An analysis by The Associated Press of 20 elite schools shows the drastic effect the 2023 high court decision had on enrollment, with some institutions seeing their Black student population drop to as low as 2 percent.

While everyone agrees the 6-3 Supreme Court decision is the cause, debate swirls around how schools can get the numbers back up and how the Trump administration would respond to a concerted effort to do so.

“The recent decline in Black student enrollment at elite institutions is not accident,” said Madison Weiss, senior analyst for Higher Education Policy at the Center for American Progress. “It reflects the very predictable and deeply troubling consequences of dismantling one of our nation’s most effective tools for equity.”

The biggest decrease the AP found was at Columbia University, which went from 20 percent Black student population before the ruling to 13 percent in 2025. Harvard went from 18 percent to 11.5 percent.

Most other institutions had a drop between 2 percent and 5 percent in Black enrollment, with the California Institute of Technology seeing the lowest Black student population of the schools at 1.6 percent, compared to 5 percent before the ruling.

Asian American enrollment went up at many institutions, although the changes were often smaller than the drops in Black enrollment. Asian American enrollment rose 9 percent at Columbia, 4 percent at Harvard and 6.5 percent at Haverford College.

Other schools, such as Yale University and Amherst College, saw declines or no differences.

“We’re back to numbers that we worked really, really hard to eliminate. Where we, as in higher education, we worked really hard to diversify all colleges and universities, and so I’m worried about how that is going to slip back. … I am pretty deeply concerned that we are going back to a time where we’re not thinking about those past inequities and kind of trying to pretend that they never existed, or that they don’t exist, or that they don’t continue to have an impact,” said Marybeth Gasman, executive director for Rutgers University’s Center for Minority Serving Institutions.

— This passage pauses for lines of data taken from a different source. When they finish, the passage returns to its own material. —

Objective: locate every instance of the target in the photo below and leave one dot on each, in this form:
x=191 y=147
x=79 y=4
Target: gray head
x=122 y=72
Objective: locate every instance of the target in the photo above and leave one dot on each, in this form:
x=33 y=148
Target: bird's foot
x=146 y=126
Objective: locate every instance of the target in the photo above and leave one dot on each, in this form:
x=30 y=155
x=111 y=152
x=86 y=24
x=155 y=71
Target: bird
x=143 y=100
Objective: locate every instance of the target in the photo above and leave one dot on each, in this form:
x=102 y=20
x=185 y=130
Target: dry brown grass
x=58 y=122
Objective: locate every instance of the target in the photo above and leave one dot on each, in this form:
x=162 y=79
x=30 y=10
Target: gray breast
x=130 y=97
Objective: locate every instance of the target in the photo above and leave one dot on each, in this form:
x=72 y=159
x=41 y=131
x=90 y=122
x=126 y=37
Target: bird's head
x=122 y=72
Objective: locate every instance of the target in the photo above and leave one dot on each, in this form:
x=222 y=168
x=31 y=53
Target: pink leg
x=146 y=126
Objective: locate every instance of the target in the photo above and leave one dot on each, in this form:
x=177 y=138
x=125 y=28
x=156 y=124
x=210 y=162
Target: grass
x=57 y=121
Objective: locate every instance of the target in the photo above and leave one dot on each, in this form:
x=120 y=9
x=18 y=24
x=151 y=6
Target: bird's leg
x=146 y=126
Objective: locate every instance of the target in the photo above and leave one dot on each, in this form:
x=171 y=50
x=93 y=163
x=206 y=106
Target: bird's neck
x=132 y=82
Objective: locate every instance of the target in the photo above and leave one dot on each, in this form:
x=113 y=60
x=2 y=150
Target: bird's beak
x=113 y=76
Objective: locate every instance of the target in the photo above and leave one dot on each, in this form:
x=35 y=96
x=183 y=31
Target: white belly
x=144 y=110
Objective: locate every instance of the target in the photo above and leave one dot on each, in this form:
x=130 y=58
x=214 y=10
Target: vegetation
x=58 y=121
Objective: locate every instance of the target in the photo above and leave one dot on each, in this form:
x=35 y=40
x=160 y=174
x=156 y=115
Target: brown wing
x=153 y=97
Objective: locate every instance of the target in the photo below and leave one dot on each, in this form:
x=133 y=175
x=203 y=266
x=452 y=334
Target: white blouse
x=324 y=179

Experts say one way to help diversify the student population is abolishing legacy admissions, a practice that has disproportionately been favorable to rich or white applicants.

Others have championed a “holistic review” that helps ensure low-income students, rural applicants and first-generation students are given fair consideration.

“Institutions can and must use every race-neutral tool available to promote diversity and equity,” Weiss said.

Universities “can also think about adopting targeted outreach and mentorship programs for underrepresented communities in the K-12 pipelines. They can also consider broadening geographic recruitment and partnering more closely with public schools and community colleges in underserved areas,” she added.

And in the current political environment, colleges could face fierce opposition to any new efforts to diversify their student bodies.

Before the Supreme Court’s decision, 50 percent of Americans said they disapproved of taking a student’s race or ethnic background into consideration during college admissions, and since then, the Trump administration has made a priority out of eliminating diversity, equity and inclusion programs.

Some experts have no problem with the new numbers.

“I don’t necessarily see that as a good or bad thing, but I see that as just the results of this new admissions regime that colleges are required to operate under,” said Preston Cooper, a senior fellow at the American Enterprise Institute.

“Americans think that colleges should not be taking into account race when they’re making their admissions decisions,” he added.

In deals the Trump administration has made with universities to restore frozen funding or end federal investigations, it has targeted admissions processes and had schools agree to ensure race is not used in ways it says is against the law.

“I’m concerned that they’re not going to fix it, and if they do, they’re going to be … really, really quiet about it, because any attempts to fix something are going to be attacked by the Trump administration,” Gasman said.

“I do think that institutions can do something, but I think they’re going to have to be fairly stealth about it and quiet about it,” she added. But, even if a school does succeed, “I just think the Trump administration is going to keep asking questions until they get the answer that they want.”